Quatre jours dans les Ecrins. J1. La vie en refuge
Jeudi 22 avril 2010 , Ski de randonnée, Montée au refuge du Sélé , 1300 m D+
Des raids à skis, je n'en fait pas beaucoup ... l'en dernier nous avions fait, à la même époque, des randos en étoile autour d'un gîte gardé et accessible en voiture. Mon dernier périple à partir d'un ou plusieurs refuges remonte à 2005.
Aussi suis-je toute excitée les jours qui précèdent ce jeudi, un vrai lion en cage. peur que quelque chose m'empêche de partir, peur d'oublier quelque chose, peur que la météo ne soit pas bonne ... impossible de me calmer.
Il faut dire que quand on dort au refuge d'hiver du Sélé, on verra qu'il vaut mieux ne pas avoir oublié quelque chose d'important (le gaz ... le briquet ...!) .
Top départ Attention au verglas !
Nous sommes cinq copains à partir ce jeudi, à 7h30 de la barrière sur la route, située un peu au-dessus de Pelvoux. La route n'est pas encore dégagée, elle le sera avant samedi mais nous ne le savons pas. Les sacs semblent horriblement lourds , ils pèsent de 13 à 18 kg, sans les skis, qu'il faut ajouter sur le sac pour le premier kilomètre sur la route. Heureusement, nous pouvons ensuite chausser, il y a une bonne couche de neige au sol.
Notre progression est très lente, Il y a une distance importante, de longs replats avec parfois même de petites bosses à redescendre, nous sommes très chargé et bientôt, le soleil vient compliquer la tâche.
La pause s'impose
Barre de l'Ouro ... il faut passer au-dessus à gauche !
Nous arrivons à la barre de l'Ouro, qui défend le haut vallon du Sélé. L'été, un sentier équipé de câbles permet de surmonter ce ressaut rocheux. Il est impraticable en ce moment, câbles et sentier sont enfouis sous la neige. A gauche, en versant Nord, on peut remonter à skis au-dessus de barres, puis traverser dans une pente à 30° très exposée pour parvenir dans le vallon supérieur. Il existe aussi un autre passage à droite, sous forme d'un petit couloir raide qui oblige à monter plus haut, puis redescendre.

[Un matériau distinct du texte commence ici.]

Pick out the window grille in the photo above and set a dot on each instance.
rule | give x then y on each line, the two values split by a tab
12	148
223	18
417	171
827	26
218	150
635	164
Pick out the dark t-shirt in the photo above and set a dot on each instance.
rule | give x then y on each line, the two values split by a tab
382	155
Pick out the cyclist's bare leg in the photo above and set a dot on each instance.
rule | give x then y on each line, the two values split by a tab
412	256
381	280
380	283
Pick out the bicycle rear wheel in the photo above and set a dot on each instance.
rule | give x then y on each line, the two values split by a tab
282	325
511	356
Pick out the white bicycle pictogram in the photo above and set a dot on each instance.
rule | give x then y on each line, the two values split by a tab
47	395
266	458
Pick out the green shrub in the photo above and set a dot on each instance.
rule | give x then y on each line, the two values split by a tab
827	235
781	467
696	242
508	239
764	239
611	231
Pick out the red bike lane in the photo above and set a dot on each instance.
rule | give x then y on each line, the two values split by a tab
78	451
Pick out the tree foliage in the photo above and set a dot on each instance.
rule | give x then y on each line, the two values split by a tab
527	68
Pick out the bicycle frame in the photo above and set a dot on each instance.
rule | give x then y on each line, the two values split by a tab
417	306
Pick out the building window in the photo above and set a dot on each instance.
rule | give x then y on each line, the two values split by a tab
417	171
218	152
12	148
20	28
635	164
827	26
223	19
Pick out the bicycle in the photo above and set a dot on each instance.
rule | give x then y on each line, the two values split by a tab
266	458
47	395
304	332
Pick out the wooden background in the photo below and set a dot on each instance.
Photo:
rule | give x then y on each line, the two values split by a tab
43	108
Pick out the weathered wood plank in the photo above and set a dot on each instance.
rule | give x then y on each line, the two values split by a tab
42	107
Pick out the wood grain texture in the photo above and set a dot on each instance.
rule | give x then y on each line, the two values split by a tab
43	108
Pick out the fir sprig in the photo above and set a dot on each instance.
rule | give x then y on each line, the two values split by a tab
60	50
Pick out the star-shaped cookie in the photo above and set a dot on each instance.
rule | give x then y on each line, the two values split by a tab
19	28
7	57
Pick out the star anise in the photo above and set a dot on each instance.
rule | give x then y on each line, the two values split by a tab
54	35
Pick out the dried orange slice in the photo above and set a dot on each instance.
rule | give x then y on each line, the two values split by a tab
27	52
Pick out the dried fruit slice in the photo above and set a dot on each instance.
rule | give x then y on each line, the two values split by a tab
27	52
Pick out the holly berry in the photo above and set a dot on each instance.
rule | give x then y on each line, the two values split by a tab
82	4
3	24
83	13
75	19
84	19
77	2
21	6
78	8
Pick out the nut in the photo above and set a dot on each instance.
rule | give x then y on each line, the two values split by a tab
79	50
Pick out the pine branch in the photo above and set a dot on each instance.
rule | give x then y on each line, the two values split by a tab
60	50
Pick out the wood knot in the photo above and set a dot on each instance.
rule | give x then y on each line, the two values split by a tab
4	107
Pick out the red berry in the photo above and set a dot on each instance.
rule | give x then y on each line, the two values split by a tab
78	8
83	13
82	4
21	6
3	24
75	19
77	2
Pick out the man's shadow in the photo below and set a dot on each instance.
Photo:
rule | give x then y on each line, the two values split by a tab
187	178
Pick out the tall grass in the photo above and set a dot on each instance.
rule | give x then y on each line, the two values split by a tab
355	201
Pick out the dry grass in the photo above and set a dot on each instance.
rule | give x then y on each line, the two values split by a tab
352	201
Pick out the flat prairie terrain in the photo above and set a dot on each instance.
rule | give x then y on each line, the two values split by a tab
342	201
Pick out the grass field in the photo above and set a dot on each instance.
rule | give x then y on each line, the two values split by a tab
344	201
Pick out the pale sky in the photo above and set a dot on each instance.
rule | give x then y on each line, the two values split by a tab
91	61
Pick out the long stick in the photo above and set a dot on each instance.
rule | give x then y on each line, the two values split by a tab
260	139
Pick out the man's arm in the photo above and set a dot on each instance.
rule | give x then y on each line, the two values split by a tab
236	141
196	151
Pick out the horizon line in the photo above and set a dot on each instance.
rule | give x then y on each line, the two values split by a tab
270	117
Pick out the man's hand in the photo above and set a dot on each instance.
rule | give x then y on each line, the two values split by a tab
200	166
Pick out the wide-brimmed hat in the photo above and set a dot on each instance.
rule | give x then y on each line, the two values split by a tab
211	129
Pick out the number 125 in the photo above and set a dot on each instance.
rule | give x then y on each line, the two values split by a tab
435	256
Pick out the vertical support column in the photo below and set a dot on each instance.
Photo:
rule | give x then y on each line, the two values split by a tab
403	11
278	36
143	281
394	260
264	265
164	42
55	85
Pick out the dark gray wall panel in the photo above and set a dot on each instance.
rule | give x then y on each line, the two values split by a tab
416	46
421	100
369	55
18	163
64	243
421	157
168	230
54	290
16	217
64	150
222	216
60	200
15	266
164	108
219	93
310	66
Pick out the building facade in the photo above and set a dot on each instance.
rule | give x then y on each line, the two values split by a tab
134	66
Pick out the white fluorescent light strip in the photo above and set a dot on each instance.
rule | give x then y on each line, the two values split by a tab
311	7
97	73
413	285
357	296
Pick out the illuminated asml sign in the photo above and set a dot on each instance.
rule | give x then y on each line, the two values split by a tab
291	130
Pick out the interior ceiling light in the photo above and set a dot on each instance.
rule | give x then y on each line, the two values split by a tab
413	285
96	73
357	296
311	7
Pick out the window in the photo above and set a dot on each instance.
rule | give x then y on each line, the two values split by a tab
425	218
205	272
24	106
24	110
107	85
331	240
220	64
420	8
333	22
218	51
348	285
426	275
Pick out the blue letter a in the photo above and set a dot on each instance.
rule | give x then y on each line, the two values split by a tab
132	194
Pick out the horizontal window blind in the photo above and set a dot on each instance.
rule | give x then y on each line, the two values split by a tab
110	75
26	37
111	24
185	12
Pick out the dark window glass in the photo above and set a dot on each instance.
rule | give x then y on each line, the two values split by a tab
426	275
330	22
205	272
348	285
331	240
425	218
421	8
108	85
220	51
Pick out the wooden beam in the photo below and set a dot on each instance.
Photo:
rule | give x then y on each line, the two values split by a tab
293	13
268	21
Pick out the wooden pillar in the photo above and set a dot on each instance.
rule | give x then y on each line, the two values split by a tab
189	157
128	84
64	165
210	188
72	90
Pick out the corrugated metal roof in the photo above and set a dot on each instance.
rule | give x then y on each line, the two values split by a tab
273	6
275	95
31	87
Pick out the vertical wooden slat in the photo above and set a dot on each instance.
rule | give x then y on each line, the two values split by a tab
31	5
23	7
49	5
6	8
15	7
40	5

Aujourd'hui nous passons à gauche, et le passage est en bon état : un peu de neige froide plus ou moins croûtée puis une transfo rassurante dont le fond portant a subi les effets d'un regel féroce. Nous percevons bien poutant son côté piégeux : gelé, ce serait un toboggan mortel avec saut de 50 m en bas. Par grosse chaleur, ce sont les coulées qui peuvent vous embarquer en bas.
Fait chaud ...
Perchoir
Après une bonne suée dans la dernière pente tranquille, nous parvenons à notre perchoir, le refuge d'hiver du Sélé. le panneau sur la porte indique une altitude de 2710 m, mais elle est fausse, on est plutôt vers 2600 m ! Nous voilà perchés en tout cas.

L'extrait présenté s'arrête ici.